A recepção de Hilda Hilst em língua inglesa
Tem-se discutido muito a maior inserção da literatura brasileira no cenário internacional. Sabemos que, graças à bolsa de tradução de Biblioteca Nacional, traduziu-se mais nos últimos dois anos que nos 20 anteriores. Há outros fatores, e é muito difícil dizer com precisão o que é causa e consequência. Desde a estabilização da economia brasileira nos anos 90, durante o governo de Fernando Henrique Cardoso, até a ultrapassagem econômica que o Brasil logrou nos últimos anos nos governos de Lula da Silva e Dilma Rousseff, tornando-se uma economia maior que a francesa e a britânica, e ainda sua maior participação no panorama geopolítico talvez sejam todos fatores que tenham levado a uma maior atenção para o que se faz no país, seja em termos de literatura, seja nas artes visuais, no cinema ou na música. A verdade é que o Brasil já não é visto mais por lentes únicas, como foi por muitos anos no mundo através da literatura de Jorge Amado ou da música de Tom Jobim, representantes excelentes, de qualquer forma.
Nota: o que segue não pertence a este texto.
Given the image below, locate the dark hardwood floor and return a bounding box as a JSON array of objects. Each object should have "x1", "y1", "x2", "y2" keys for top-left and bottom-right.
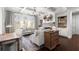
[{"x1": 38, "y1": 35, "x2": 79, "y2": 51}]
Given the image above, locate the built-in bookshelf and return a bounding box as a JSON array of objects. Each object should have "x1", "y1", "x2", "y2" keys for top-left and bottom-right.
[{"x1": 58, "y1": 16, "x2": 67, "y2": 28}]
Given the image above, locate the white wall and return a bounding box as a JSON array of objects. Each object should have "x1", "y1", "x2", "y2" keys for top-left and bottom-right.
[
  {"x1": 56, "y1": 11, "x2": 68, "y2": 37},
  {"x1": 72, "y1": 13, "x2": 79, "y2": 35},
  {"x1": 56, "y1": 10, "x2": 72, "y2": 38},
  {"x1": 0, "y1": 8, "x2": 3, "y2": 34},
  {"x1": 0, "y1": 8, "x2": 5, "y2": 34},
  {"x1": 72, "y1": 15, "x2": 76, "y2": 34}
]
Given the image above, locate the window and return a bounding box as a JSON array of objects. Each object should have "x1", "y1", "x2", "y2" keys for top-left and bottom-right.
[{"x1": 13, "y1": 13, "x2": 36, "y2": 31}]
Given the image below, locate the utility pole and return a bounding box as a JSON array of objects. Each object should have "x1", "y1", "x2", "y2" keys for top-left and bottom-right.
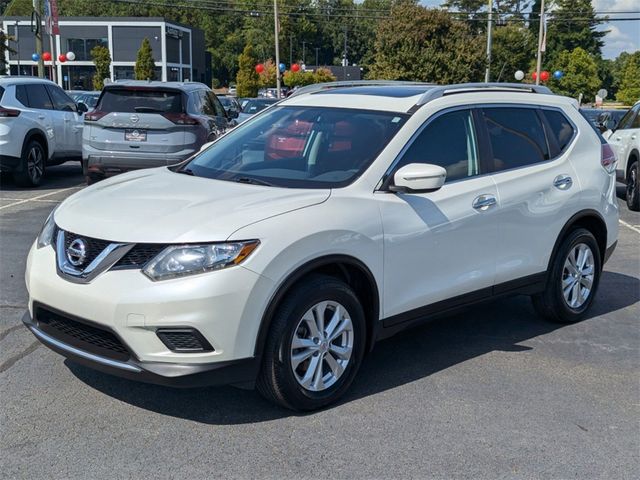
[
  {"x1": 14, "y1": 21, "x2": 20, "y2": 76},
  {"x1": 315, "y1": 47, "x2": 320, "y2": 67},
  {"x1": 302, "y1": 41, "x2": 307, "y2": 65},
  {"x1": 33, "y1": 0, "x2": 44, "y2": 78},
  {"x1": 273, "y1": 0, "x2": 281, "y2": 98},
  {"x1": 535, "y1": 0, "x2": 546, "y2": 86},
  {"x1": 484, "y1": 0, "x2": 493, "y2": 83},
  {"x1": 289, "y1": 34, "x2": 292, "y2": 66},
  {"x1": 342, "y1": 25, "x2": 347, "y2": 81}
]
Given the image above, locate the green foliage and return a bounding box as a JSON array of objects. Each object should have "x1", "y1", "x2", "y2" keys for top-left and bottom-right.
[
  {"x1": 283, "y1": 70, "x2": 316, "y2": 88},
  {"x1": 548, "y1": 47, "x2": 600, "y2": 101},
  {"x1": 0, "y1": 27, "x2": 16, "y2": 75},
  {"x1": 135, "y1": 38, "x2": 156, "y2": 81},
  {"x1": 258, "y1": 59, "x2": 277, "y2": 89},
  {"x1": 616, "y1": 52, "x2": 640, "y2": 106},
  {"x1": 91, "y1": 45, "x2": 111, "y2": 91},
  {"x1": 312, "y1": 67, "x2": 336, "y2": 83},
  {"x1": 368, "y1": 3, "x2": 485, "y2": 83},
  {"x1": 236, "y1": 44, "x2": 260, "y2": 98},
  {"x1": 491, "y1": 23, "x2": 535, "y2": 80}
]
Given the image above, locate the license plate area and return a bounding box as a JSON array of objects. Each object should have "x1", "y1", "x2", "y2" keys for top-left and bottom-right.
[{"x1": 125, "y1": 129, "x2": 147, "y2": 142}]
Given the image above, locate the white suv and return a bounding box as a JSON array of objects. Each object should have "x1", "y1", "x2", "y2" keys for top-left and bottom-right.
[
  {"x1": 24, "y1": 82, "x2": 619, "y2": 410},
  {"x1": 0, "y1": 77, "x2": 85, "y2": 186},
  {"x1": 605, "y1": 101, "x2": 639, "y2": 211}
]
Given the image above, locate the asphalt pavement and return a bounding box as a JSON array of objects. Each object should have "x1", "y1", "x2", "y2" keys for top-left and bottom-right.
[{"x1": 1, "y1": 163, "x2": 638, "y2": 479}]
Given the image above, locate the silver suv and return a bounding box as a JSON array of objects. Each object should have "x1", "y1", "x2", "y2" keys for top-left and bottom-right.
[
  {"x1": 0, "y1": 77, "x2": 85, "y2": 187},
  {"x1": 83, "y1": 81, "x2": 234, "y2": 184}
]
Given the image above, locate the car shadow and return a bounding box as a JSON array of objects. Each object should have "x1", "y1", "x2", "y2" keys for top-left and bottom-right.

O grande Machado de Assis vem já há alguns anos angariando um status de autor cultuado, ganhando admiradores entre críticos como Susan Sontag e Harold Bloom, e Clarice Lispector teve uma recepção quase febril nos Estados Unidos após a publicação da biografia de Benjamin Moser e a edição de novas traduções para romances como A hora da estrela, A paixão segundo GH e Perto do coração selvagem. Clarice tornou-se a primeira autora brasileira a aparecer na coleção de clássicos modernos da prestigiosa editora britânica Penguin, e está também sendo reeditada na Alemanha. Ela é hoje um nome conhecido, uma estação comum para as leituras da escrita do século XX. Há pouco tempo, em entrevista sobre seu novo romance The Green Girl, a escritora norte-americana Kate Zambreno mencionou A hora da estrela como referência importante para seu trabalho. É um fenômeno novo: a literatura brasileira não apenas como campo de conhecimento especializado de exotismos, mas referência internacional. O autor conhecido primeiramente por seu trabalho, não por sua nacionalidade. Em breve, a nova tradução de Richard Zenith para poemas de Carlos Drummond de Andrade chegará à mesma Penguin, e o brasileiro talvez possa assumir seu lugar merecido não apenas como grande poeta brasileiro, mas como grande nome internacional da poesia do século XX.
Mas confesso que poucas coisas me alegraram tanto este ano quanto o início da recepção da autora paulista Hilda Hilst (1930 – 2004) em língua inglesa. A tradução de Nathanaël (Nathalie Stephens) e Rachel Gontijo de Araújo para o romance A obscena senhora D (1982), publicado pela editora norte-americana Nightboat Books sob o título The Obscene Madame D, tem ganhado leitores fascinados para a grande Hilda. A mesma editora, em colaboração com a brasileira A Bolha, lançou também Cartas de um sedutor (1991) como Letters from a Seducer, em tradução de John Keene, e Adam Morris traduziu Com meus olhos de cão (1986) como With My Dog-Eyes. Em breve, os americanos terão ainda a tradução de Alex Forman para o livro de estreia de Hilst na prosa, Fluxo-Floema (1970). Tudo isso neste ano de 2014.
Ainda que Hilda Hilst seja hoje considerada, por muitos, como uma das mais importantes escritoras do pós-Guerra no Brasil, sabemos que sua obra viveu em ostracismo durante cinco décadas, editada corajosamente por Massao Ohno e mesmo que recebendo a atenção de alguns poucos críticos, como Sérgio Buarque de Hollanda e Leo Gilson Ribeiro. Teria sido muito bonito se Hilda tivesse vivido para ver isso, mas antes tarde do que nunca, e rezo ao “cubo de gelo ancorado no riso”, como ela chamava Deus, que isto seja apenas o começo.